I am trying to see if a 2-stage detector would be a better option for me than a 1-stage detector, since I have small objects contained within a larger object.
The second stage of the detector would need to run 20-50 detections quickly (so that the overall FPS per detection stays high). So I am wondering - does roboflow train give me a tiny model if I have a tiny input space?
One option for the second detector would be an input size of 128x32 object detector and the other is 32x32 image classifier. I can’t imagine needing a million parameters to fit a model in that case.
We don’t have support for this type of use-case built into Roboflow Train, but the product is made to be completely interoperable with whatever model you choose so you can customize things however you like; you can use it for dataset management (and probably for the first stage where you need better accuracy) & use your own custom model for your 2nd-stage classifier.
In general I would recommend doing a single stage model that does both the localization and classification but would need to know more about your use-case). We’ve seen tiling be really effective for small objects.
here’s the workspace: Sign in to Roboflow
(that workspace has a few variants of what I’m doing.)
I am trying to detect an “region” that has “data” on it in the form of symbols drawn on the paper.
I tried one version where I detect the symbols drawn on the paper (because object detection is axis aligned) … but then I have to do a lot of work to reconstruct the regions from that (and it’s prone to error if two regions are side by side or if a symbol is detected incorrectly - how do you know which region the symbol belongs to?)

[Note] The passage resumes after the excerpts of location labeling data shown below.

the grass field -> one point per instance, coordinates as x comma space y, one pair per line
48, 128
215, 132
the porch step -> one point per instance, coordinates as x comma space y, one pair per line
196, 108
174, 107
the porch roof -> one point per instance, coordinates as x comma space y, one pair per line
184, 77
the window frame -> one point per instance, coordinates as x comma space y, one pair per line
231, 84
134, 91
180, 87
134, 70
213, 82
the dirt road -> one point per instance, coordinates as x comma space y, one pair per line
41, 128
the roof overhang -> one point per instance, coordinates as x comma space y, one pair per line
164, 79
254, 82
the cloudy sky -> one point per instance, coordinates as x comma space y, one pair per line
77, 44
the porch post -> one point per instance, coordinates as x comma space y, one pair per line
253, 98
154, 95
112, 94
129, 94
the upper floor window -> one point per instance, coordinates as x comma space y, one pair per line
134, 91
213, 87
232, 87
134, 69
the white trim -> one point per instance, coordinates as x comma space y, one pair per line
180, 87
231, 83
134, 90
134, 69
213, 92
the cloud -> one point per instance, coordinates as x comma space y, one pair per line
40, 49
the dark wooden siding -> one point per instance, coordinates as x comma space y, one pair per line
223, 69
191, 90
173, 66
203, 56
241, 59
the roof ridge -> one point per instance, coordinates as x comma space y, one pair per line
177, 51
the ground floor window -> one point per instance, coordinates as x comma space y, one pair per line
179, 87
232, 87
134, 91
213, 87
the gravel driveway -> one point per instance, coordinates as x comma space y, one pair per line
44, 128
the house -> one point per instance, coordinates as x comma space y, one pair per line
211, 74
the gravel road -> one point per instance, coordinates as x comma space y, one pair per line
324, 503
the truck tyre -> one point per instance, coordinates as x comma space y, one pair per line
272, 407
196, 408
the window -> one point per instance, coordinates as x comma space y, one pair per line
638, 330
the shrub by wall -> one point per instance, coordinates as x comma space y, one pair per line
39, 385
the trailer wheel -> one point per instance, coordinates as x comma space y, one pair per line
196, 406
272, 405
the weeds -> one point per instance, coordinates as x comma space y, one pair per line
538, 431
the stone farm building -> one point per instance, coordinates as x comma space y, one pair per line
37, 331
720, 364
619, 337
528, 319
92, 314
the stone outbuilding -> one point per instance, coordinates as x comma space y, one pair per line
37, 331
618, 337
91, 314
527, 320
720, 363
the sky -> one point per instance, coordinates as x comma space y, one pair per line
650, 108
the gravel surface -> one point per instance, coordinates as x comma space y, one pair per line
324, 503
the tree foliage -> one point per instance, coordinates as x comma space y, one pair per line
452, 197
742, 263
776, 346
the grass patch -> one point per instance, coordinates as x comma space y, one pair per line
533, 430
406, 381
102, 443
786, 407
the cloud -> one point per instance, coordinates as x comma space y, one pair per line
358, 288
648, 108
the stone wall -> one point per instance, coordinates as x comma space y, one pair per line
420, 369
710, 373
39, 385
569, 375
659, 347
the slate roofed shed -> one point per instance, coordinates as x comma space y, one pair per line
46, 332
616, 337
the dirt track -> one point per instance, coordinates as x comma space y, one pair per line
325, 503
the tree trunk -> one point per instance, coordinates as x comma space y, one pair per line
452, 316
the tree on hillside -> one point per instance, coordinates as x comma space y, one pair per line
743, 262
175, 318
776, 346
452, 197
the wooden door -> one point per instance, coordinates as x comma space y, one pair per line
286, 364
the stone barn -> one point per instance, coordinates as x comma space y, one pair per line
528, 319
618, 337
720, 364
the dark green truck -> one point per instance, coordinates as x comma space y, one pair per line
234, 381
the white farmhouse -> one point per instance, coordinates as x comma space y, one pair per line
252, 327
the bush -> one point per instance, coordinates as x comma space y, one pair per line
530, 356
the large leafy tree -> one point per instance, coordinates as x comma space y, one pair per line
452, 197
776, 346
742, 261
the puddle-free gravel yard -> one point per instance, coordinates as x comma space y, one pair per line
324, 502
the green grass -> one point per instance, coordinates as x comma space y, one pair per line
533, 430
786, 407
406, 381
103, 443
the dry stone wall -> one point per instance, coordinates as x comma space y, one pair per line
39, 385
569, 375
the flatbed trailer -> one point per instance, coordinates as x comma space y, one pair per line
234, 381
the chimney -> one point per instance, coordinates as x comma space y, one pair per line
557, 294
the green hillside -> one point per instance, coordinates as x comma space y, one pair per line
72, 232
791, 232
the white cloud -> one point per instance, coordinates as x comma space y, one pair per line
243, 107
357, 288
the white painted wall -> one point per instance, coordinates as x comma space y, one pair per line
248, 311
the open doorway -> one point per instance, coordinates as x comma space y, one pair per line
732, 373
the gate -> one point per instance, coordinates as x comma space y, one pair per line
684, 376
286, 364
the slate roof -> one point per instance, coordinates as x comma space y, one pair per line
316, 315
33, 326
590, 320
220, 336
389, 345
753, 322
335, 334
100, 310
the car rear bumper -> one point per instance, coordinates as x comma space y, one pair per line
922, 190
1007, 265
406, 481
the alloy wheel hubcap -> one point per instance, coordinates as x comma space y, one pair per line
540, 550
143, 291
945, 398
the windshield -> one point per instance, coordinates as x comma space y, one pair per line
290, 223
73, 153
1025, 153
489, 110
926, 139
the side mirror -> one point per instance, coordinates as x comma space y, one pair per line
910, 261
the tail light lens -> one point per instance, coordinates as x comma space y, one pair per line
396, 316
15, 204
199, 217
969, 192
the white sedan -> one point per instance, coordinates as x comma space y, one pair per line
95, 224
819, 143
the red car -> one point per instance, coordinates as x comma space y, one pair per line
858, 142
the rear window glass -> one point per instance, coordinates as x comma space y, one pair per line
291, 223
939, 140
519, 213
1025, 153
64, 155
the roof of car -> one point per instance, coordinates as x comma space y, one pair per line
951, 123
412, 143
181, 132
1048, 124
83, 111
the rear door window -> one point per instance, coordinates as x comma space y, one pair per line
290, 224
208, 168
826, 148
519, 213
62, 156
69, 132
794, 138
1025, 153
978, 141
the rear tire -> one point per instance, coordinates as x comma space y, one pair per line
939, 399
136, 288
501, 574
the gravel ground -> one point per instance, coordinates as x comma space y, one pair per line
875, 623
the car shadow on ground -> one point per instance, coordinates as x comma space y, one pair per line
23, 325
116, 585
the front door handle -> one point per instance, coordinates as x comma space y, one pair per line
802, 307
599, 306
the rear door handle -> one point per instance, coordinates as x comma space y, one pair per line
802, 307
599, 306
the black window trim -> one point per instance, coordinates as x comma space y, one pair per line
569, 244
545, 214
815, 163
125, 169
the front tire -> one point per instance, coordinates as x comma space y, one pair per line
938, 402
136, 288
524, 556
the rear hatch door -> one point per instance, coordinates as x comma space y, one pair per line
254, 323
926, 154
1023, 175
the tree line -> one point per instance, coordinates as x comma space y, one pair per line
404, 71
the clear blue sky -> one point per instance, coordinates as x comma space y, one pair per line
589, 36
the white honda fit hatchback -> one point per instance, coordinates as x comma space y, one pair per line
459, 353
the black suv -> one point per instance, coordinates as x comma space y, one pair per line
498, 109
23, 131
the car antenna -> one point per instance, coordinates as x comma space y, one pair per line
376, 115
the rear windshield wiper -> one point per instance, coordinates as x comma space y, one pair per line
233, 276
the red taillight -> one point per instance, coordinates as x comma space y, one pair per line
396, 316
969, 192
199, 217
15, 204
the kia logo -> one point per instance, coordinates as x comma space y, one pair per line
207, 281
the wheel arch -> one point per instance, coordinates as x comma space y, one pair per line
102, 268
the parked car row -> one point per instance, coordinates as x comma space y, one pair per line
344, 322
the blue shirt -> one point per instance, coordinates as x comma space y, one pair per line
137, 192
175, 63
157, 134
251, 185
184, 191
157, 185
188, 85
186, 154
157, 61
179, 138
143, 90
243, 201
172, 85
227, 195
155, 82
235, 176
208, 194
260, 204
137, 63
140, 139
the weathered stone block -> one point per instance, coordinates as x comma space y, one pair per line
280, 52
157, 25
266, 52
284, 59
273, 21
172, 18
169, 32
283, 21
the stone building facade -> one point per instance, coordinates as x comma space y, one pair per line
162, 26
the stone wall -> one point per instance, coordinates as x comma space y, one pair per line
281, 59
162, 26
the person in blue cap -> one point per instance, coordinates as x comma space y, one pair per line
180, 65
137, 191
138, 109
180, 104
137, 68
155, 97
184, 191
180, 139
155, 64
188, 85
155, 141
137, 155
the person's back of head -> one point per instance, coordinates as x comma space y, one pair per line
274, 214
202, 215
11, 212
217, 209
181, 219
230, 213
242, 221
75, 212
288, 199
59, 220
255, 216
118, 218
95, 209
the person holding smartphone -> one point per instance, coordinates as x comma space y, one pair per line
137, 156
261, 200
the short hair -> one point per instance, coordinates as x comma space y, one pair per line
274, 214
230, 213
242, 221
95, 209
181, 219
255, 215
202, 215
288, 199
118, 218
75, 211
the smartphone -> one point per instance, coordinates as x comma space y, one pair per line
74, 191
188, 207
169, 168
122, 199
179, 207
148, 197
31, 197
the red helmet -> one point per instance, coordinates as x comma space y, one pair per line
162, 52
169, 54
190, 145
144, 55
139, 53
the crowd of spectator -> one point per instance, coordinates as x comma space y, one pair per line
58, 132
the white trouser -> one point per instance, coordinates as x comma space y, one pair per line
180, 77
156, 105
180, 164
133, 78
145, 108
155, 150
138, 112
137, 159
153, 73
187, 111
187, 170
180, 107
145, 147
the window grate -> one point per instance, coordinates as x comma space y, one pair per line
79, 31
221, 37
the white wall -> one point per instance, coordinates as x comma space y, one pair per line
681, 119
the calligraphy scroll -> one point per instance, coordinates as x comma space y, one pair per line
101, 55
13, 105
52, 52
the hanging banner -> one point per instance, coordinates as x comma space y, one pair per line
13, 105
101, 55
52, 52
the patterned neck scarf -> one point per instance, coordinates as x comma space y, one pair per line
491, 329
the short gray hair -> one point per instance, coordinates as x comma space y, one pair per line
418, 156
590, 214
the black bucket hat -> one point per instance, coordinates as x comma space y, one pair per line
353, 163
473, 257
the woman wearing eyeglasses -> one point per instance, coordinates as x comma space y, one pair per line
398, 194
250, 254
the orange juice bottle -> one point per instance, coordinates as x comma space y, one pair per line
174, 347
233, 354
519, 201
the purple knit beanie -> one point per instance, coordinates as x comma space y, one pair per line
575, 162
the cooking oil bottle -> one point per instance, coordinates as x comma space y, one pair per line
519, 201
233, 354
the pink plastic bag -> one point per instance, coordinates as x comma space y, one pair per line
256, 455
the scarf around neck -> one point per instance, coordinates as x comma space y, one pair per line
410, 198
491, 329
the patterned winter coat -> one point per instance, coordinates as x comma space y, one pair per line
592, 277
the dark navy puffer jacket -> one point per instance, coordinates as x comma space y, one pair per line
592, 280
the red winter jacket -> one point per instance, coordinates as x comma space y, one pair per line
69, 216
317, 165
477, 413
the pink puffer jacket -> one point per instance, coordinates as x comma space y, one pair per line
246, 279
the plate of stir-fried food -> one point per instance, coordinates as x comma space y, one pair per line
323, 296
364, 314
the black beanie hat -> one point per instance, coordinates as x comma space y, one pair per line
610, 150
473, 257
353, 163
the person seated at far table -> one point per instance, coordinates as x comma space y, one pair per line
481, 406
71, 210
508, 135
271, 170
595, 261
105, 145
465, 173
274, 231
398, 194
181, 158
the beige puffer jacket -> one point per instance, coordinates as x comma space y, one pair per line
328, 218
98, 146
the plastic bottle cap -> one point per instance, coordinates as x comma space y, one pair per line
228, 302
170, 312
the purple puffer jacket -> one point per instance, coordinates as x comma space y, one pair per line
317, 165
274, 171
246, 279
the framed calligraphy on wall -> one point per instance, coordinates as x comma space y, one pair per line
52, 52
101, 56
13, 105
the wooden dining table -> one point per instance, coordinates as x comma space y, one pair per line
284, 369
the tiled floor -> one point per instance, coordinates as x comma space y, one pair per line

So now I’m trying to detect the region directly using the yolov5-obb model. That way I get the orientation of the region with hopefully a tight bounding box. That leaves somehow getting the symbols from the region, for which I am trying to do the 2-stage thing. 2-stage is unnecessary if I can train a model with both the larger regions and the tiny symbols to detect. So far I’ve seen that the larger object dominates the training and then the smaller objects aren’t detected as well.